Bugün öğleden sonra epeydir üzerinde çalıştığım bir problemin çoğunu hallettim de birazcık rahatladım. Nobel ödüllü bir iktisatçı var. Matematikçi mi, bilmiyorum. Bakacaktım unuttum, şimdi aklıma geldi. Ona bir çalışmamı gönderdim, “Fikrinizi almak istiyorum” diye. İki gün oldu cevap gelmedi. Halbuki Amerikalılar hemen cevap verirlerdi.
Sait Faik’i az da olsa anlamaya başladım sanırım. “Yazmasam delirecektim” demiş.

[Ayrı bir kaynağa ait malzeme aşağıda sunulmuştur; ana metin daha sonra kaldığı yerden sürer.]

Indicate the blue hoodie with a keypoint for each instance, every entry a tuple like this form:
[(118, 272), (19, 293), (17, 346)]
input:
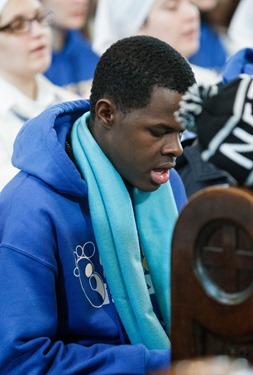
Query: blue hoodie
[(54, 318)]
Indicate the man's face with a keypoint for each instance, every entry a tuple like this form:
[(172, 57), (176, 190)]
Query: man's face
[(144, 144)]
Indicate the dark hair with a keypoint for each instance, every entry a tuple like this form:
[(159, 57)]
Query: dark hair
[(131, 68)]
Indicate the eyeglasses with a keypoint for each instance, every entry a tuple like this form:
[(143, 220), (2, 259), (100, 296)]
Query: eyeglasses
[(23, 25)]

Akşam 20:30 gibi fakülteden çıkıp Tunalı Hilmi Caddesi’nde Toprak Işık’la buluşmak üzere taksiye binip gittim, Toprağın adını söylediği yere. Bir arkadaşı daha vardı. Şimdi adını unuttum. Patika dergisinde editörken karikatürlerini basmışız dergide, hatırlayamadım. Açım, hemen yemek istedim. Tavsiye üzerine hamburger yedim. Pek de iyi değildi. Dün Tandoğan’da 21 TL’ye tavuk menü yemiştim. Bir hamburger 35 liraydı. Sağolsun Toprak hiç hesap ödetmiyor. Sabah 6’da kalkacağım, dedi, seni arabayla fakülteye ya da evine bırakayım. Yok ben buradan biraz yürürüm, gel sana bari Mado’dan dondurma ısmarlayayım, dedim. Alacağım olsun, dedi, gitti.
Eşim de bugün kardeşine gitmiş. Biraz yürür, taksiye atlar fakülteye gider, yarım kalan işlerimle uğraşır, ordan da eve giderim dedim kendi kendime. Araba fakültede. Yoksa nasıl gideceğim. Tamer’i aradım, Esat tarafında oturuyor, “Bazen Kuğulu park’a gidiyorum,” demişti. “Buralardaysan görüşelim” diye aradım, “Yokum” dedi. Ben de dondurma almak için mado’ya geldim. “Küçük kağıt kablara bir fıstıklı bir de çikolatalı iki top dondurma koyun,” dedim garsona. Elimde yiyerek yürüyüp Kızılay’a, oradan da taksiye binip fakülteye gideceğim. Garson yanlış anlamış, normal cam kaseye koymuş, ben ayaktayım, “sen otur abi,” dedi, bir de servis açtı, oturdum artık. Dondurmayı başka yerde yemem, sadece fıstıklı ve çikolatalı yerim, pahalı ama olsun, değiyor. Zaten çok nadir yiyorum.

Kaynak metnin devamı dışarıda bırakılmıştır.